Diciamo la verità, quanti di noi figli di madri che lavorano invidiavano segretamente le amiche con le madri che stavano a casa e quindi sempre a disposizione come autista, confidente delle amiche, stiratrice eccetera eccetera?
Io questo ce l'avevo molto con la madre di Monica, ma c'è da dire che tra me e lei c'era anche un'affinità di carattere che aiutava. E anche lei riconosceva nei conflitti con mio padre delle cose che lei aveva con il suo.
Però ci sono anche i padri delle amiche, quelli ironici, intellettuali, che ti passano tutti i libri e la musica che ti formano. Quelli che non urlano, che sono distaccati, che sanno dare i consigli senza parere. Quelli che delle volte capisci pure che hanno i loro limiti nei confronti delle loro figlie tue amiche, come tutti i padri e per carità il tuo è sempre meglio, però delle volte ti chiedi davvero: dove sarei adesso se avessi avuto un padre così invece?
Per questo quando la tua migliore amica, e in fondo tutta la famiglia tua migliore amica perde un padre, un po' è come se lo avessi perso anche tu.
E ti dici: ma se quella volta fossi andata a trovarlo, ma quante volte mi sono detta, sapendo che stava male, che mi sarebbe piaciuto andarmici a fare una bella chiacchierata, che diceva sempre cose interessanti.
In quest'ultimo anno, che in Abruzzo ci sono stata così tante volte, me lo sono detta spesso, ma la vita mi inseguiva. E dovendo scegliere sceglievo di stare con sua figlia, che è pur sempre la mia migliore amica. A cui in questo momento vorrei davvero tanto essere vicina fisicamente, e non posso.
E quanto mi dispiace che sapendo che quello era il destino, non sia potuto morire in pace nella sua L'Aquila e neanche a Francavilla, ma sia stato sbattuto a Padova, così lontano o fuori strada per tutti quelli che gli volevano bene.
Perché quando insegni tutta la vita in un liceo della piccola città, beh, è un po' come la storia di Berend che a Groningen lo conoscevano tutti. Anche a Piero all'Aquila lo conoscevano tutti.

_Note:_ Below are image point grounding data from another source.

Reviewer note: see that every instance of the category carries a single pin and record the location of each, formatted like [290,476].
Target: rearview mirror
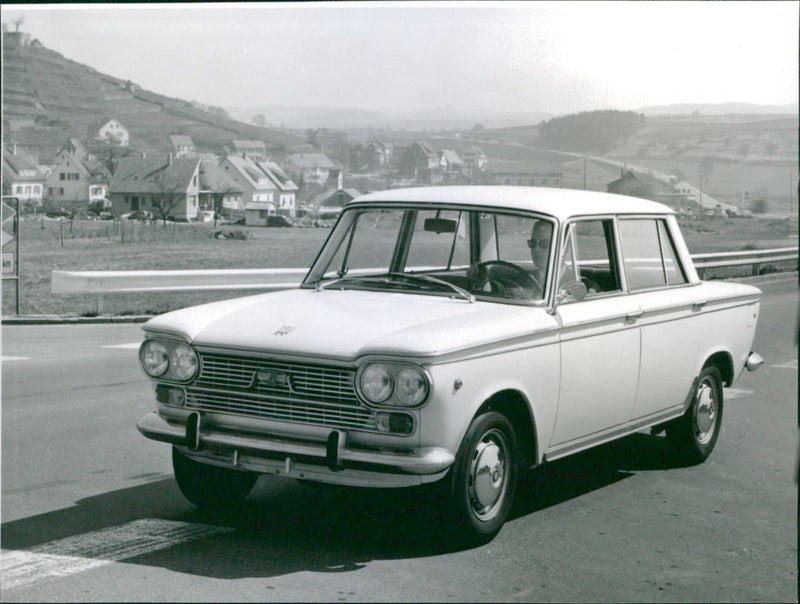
[440,225]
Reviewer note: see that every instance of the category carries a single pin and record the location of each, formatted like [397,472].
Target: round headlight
[411,387]
[184,362]
[376,383]
[155,358]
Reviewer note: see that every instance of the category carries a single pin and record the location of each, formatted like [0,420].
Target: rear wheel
[209,486]
[695,433]
[483,478]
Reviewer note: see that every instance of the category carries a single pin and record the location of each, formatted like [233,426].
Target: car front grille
[272,389]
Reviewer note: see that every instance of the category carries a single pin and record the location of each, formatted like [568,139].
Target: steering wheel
[505,279]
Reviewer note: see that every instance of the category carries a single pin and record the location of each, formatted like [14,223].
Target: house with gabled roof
[329,203]
[311,167]
[167,187]
[76,180]
[182,145]
[110,130]
[287,189]
[21,177]
[218,191]
[254,149]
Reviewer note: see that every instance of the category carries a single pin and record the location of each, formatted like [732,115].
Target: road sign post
[9,216]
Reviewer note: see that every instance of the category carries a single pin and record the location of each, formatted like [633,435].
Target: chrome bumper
[333,462]
[754,361]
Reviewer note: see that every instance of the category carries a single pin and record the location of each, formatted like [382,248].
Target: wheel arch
[514,405]
[723,361]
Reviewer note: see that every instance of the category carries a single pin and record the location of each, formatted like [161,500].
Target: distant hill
[48,98]
[718,108]
[436,118]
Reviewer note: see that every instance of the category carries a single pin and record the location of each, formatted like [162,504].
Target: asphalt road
[90,511]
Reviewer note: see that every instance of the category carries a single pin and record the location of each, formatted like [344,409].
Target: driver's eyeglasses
[540,243]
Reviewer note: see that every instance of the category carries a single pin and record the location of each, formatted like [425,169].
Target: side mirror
[572,292]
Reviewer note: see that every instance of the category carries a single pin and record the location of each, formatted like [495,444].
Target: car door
[660,285]
[599,343]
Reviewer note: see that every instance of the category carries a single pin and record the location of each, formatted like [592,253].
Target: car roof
[560,203]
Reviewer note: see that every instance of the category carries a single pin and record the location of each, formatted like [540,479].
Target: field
[48,245]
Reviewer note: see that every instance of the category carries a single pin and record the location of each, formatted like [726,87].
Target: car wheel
[694,434]
[209,486]
[484,478]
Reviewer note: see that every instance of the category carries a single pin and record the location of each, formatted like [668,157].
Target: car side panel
[463,386]
[600,350]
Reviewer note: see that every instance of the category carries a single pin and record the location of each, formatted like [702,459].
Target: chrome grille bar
[273,389]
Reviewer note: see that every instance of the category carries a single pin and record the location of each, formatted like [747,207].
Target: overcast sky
[556,57]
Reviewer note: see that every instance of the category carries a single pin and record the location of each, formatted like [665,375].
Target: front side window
[438,251]
[650,257]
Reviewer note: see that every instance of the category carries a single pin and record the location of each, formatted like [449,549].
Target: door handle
[633,315]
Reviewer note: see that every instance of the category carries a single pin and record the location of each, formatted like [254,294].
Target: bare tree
[166,198]
[218,198]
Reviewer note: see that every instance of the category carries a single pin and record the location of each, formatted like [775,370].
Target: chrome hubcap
[705,413]
[487,475]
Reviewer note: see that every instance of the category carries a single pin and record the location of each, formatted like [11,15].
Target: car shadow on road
[285,527]
[564,479]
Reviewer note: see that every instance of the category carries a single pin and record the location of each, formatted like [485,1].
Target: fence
[114,282]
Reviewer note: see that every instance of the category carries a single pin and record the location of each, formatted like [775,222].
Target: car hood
[348,324]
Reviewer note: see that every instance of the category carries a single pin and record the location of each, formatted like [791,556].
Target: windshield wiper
[387,278]
[431,279]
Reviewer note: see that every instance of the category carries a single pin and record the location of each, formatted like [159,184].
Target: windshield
[439,251]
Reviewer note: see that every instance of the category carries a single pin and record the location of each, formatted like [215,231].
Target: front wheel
[209,486]
[484,478]
[695,433]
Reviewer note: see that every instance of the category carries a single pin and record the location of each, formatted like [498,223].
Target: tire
[694,435]
[483,479]
[208,486]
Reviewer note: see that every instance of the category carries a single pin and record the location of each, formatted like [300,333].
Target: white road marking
[98,548]
[730,393]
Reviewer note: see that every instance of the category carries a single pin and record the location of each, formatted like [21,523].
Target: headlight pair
[393,384]
[168,360]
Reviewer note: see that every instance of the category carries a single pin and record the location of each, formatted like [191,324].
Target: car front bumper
[332,462]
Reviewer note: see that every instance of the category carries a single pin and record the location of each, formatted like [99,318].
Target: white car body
[569,373]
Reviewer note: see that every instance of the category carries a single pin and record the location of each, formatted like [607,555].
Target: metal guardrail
[115,282]
[754,258]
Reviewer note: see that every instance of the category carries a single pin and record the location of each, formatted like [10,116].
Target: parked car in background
[277,220]
[453,336]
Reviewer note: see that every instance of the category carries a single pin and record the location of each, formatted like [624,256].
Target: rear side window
[649,254]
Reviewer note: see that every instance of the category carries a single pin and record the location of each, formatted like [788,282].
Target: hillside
[48,98]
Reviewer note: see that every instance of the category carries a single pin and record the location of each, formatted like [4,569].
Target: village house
[167,187]
[380,155]
[218,190]
[182,145]
[266,189]
[21,177]
[420,157]
[109,130]
[255,150]
[524,174]
[475,162]
[310,167]
[330,203]
[75,181]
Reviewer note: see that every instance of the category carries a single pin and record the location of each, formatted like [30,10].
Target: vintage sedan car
[458,336]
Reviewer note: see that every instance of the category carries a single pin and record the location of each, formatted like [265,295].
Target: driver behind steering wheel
[509,280]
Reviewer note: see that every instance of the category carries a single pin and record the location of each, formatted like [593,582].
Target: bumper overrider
[332,462]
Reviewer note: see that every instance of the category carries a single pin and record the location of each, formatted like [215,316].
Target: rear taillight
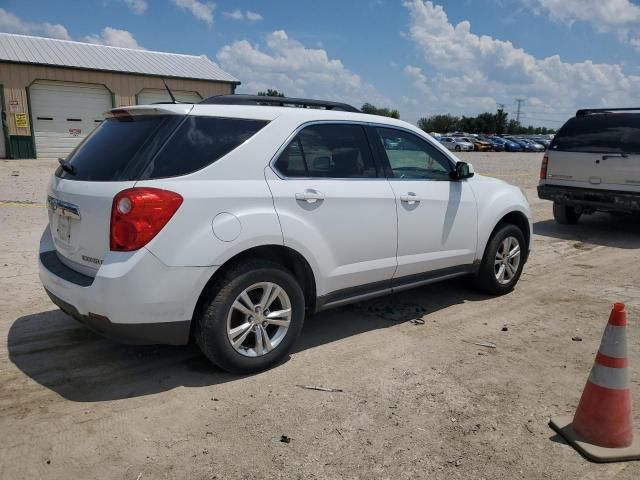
[543,167]
[138,214]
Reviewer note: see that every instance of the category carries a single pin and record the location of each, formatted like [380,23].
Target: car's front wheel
[251,317]
[503,261]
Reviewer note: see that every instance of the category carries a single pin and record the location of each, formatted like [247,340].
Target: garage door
[152,95]
[64,113]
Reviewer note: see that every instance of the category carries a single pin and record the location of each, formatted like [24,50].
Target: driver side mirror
[462,170]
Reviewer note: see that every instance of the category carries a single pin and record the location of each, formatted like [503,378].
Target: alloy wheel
[259,319]
[507,260]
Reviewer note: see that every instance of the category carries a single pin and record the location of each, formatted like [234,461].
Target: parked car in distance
[593,164]
[479,145]
[532,146]
[457,144]
[509,145]
[545,142]
[228,221]
[495,145]
[526,146]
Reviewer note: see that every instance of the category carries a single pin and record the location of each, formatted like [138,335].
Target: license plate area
[64,216]
[63,228]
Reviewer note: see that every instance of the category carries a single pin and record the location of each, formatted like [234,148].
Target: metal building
[53,92]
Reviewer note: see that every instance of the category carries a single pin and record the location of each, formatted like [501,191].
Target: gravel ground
[418,400]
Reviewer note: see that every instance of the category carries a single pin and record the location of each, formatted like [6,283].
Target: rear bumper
[166,333]
[592,198]
[134,298]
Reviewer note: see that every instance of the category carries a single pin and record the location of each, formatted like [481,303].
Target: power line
[519,101]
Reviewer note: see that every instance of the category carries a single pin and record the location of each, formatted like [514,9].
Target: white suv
[229,220]
[593,164]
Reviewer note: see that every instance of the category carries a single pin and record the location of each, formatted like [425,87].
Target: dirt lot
[419,401]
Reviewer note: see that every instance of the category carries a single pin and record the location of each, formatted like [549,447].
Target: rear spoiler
[155,109]
[588,111]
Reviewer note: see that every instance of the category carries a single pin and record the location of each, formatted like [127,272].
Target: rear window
[147,147]
[598,133]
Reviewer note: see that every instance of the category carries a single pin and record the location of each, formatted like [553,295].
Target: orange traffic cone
[602,429]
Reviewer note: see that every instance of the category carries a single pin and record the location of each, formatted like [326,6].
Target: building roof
[64,53]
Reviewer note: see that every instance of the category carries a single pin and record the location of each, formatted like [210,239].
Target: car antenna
[173,99]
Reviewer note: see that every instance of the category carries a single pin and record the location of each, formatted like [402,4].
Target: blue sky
[422,57]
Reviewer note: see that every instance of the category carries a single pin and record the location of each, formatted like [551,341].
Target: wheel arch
[520,220]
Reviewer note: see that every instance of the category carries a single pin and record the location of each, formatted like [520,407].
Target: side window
[413,158]
[328,151]
[600,133]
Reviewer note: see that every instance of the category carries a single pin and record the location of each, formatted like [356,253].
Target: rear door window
[598,133]
[328,151]
[411,157]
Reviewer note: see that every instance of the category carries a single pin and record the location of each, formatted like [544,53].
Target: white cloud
[11,23]
[287,65]
[472,73]
[419,78]
[234,15]
[621,17]
[253,16]
[201,10]
[238,14]
[115,38]
[137,6]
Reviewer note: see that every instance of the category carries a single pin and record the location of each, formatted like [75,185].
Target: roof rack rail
[587,111]
[277,102]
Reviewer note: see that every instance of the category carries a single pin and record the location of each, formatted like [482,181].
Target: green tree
[501,121]
[385,112]
[271,93]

Non ci si potevano fare 20 metri in centro perché ogni centimetro qualcuno lo riconosceva e attaccava bottone.
Ce ne sono di persone a cui hai messo in mano un libro risolutivo per il loro diventare adulto, a cui hai dato consigli fondamentali e lezioni impagabili. E adesso sono tutte sparse e comunque tutte lontano e manca quel passaparola della comunità perché non c'è neanche la comunità.

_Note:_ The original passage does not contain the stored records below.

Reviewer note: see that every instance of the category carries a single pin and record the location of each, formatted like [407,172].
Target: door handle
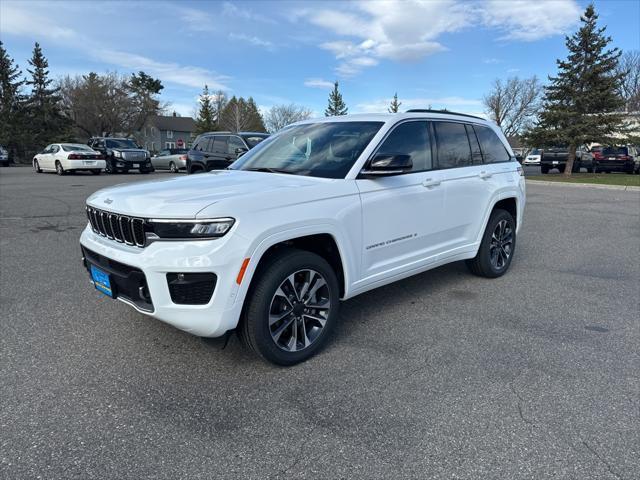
[431,182]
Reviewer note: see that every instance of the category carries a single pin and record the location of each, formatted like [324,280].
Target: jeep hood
[184,197]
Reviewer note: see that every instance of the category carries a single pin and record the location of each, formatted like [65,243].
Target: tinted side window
[493,150]
[234,144]
[476,153]
[219,144]
[453,145]
[410,138]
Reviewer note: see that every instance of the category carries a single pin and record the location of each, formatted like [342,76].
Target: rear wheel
[292,307]
[497,246]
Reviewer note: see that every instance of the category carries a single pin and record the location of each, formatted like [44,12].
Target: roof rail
[426,110]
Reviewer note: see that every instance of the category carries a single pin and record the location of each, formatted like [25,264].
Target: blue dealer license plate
[101,280]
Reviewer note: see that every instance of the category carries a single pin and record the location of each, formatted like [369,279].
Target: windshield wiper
[269,170]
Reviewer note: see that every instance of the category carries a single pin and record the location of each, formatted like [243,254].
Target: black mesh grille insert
[191,288]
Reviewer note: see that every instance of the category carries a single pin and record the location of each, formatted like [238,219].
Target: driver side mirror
[388,164]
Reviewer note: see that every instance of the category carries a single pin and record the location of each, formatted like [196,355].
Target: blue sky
[440,52]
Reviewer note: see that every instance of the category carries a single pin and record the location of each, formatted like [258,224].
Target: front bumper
[150,266]
[84,164]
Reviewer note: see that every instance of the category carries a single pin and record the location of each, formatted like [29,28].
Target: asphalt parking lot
[443,375]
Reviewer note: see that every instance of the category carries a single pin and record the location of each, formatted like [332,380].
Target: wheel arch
[324,244]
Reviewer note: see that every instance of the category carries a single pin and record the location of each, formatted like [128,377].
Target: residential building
[170,131]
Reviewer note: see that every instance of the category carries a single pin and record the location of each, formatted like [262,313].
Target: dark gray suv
[122,154]
[218,150]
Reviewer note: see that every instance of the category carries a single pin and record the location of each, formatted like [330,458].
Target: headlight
[210,228]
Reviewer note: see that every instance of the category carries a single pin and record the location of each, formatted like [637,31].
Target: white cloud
[459,104]
[528,21]
[408,30]
[18,21]
[170,72]
[253,40]
[318,83]
[233,11]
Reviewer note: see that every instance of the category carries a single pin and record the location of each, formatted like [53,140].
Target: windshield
[253,140]
[121,143]
[326,150]
[76,148]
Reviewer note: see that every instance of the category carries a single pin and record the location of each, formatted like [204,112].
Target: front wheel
[292,307]
[497,246]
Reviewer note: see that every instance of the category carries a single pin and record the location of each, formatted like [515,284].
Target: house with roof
[167,131]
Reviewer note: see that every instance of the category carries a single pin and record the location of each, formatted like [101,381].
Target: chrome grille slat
[121,228]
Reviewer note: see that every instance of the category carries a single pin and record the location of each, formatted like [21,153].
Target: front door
[402,214]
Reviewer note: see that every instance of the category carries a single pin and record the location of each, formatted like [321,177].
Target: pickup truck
[556,157]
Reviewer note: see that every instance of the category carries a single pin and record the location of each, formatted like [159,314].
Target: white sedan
[68,157]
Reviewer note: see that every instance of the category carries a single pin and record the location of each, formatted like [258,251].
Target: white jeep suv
[320,212]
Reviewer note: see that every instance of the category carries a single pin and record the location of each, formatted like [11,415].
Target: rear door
[469,184]
[402,214]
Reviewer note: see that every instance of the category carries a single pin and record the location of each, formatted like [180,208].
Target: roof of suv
[386,117]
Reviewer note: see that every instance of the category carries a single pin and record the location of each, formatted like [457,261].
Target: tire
[490,260]
[277,342]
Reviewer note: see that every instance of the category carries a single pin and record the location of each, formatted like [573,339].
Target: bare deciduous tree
[514,104]
[279,116]
[629,70]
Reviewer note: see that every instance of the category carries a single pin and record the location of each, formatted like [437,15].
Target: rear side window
[453,145]
[203,144]
[493,149]
[410,138]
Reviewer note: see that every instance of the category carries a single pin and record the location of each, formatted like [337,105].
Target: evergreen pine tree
[394,107]
[256,122]
[581,102]
[46,123]
[336,104]
[206,120]
[11,102]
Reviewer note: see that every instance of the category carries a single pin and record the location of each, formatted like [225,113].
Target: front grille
[134,156]
[121,228]
[191,288]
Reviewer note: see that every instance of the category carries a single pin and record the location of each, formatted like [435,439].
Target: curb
[630,188]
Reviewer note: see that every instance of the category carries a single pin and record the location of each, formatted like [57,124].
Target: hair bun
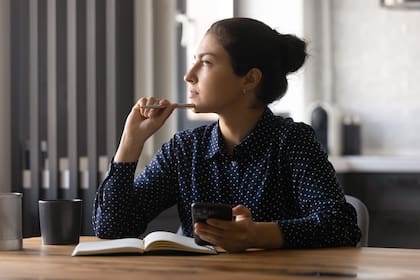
[294,52]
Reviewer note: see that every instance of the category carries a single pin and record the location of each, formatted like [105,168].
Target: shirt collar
[216,144]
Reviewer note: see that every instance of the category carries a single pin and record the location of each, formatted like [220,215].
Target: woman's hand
[241,234]
[140,124]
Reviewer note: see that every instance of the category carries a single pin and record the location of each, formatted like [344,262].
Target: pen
[156,106]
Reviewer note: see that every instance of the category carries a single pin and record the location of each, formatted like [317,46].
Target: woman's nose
[190,77]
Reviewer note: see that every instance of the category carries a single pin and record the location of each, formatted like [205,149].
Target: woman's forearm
[129,149]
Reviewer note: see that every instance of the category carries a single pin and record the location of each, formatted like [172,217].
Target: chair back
[362,218]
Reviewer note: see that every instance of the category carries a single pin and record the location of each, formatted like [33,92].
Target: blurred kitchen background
[70,71]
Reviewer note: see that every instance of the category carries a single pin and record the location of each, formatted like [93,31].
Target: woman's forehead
[209,45]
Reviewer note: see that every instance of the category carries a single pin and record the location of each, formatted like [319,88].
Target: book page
[162,240]
[124,245]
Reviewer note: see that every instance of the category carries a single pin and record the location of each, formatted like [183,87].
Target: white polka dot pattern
[278,171]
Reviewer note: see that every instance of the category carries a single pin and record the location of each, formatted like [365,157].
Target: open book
[155,241]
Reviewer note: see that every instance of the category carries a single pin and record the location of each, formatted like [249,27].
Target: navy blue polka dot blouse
[278,171]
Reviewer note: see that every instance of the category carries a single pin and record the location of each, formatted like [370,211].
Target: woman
[272,170]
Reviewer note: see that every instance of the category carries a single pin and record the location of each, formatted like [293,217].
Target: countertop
[376,163]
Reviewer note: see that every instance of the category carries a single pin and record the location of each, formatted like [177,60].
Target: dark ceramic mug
[60,221]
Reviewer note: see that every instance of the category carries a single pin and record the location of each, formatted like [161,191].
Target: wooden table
[36,261]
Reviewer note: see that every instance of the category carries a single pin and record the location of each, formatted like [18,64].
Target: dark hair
[253,44]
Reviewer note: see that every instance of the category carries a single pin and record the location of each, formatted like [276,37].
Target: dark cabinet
[393,200]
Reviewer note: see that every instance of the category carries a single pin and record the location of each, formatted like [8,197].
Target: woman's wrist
[129,150]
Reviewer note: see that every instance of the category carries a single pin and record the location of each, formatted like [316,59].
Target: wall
[376,74]
[5,182]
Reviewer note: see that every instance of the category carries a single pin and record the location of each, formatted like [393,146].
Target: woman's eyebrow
[203,54]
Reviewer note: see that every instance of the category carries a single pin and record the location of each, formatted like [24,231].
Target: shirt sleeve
[125,204]
[324,218]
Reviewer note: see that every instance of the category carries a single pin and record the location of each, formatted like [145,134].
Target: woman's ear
[252,79]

Grazie Piero Vicari, grazie professore per Zazie nel metro e Gli esercizi di stile, per tutto Pennac, per la Beat generation, per il Sing Out, e per aver potuto condividere la tua casa e la tua tavola e tutte le fantastiche conversazioni attorno alla tua tavola negli anni più formativi della mia vita adulta. E grazie per tua figlia Barbara e per quello che è anche lei.
A Barbara, Letizia, Giuseppe e soprattutto alla signora Leonilde non so proprio cosa dire, se non grazie anche a voi. E che mi dispiace e che anche se è poca cosa rispetto a quello che provate voi, lo sto piangendo un pochino anch'io e già mi manca. Immagino voi.
3 commenti:
Io se penso che Ortorex non è eterno mi manca il fiato già adesso
:-(
/graz
So qui che vorrei scrivere qualcosa, ma mi sa che te lo dirò a voce.
"Ma come fa Summa a fare tutte queste cose?"
"Ma certo che tutto quello che fa lo fa bene"
"Ma certo che scrive proprio bene"
"Ma a te per esempio non piace scrivere?" (e qui confesso che io, che preferisco disegnare, mi sono un po' ingelosita).
Grazie Ba', a nome di tutti.
Anch'io certe volte penso che vorrei saper disegnare. Mi sa che è per questo che ci compensiamo.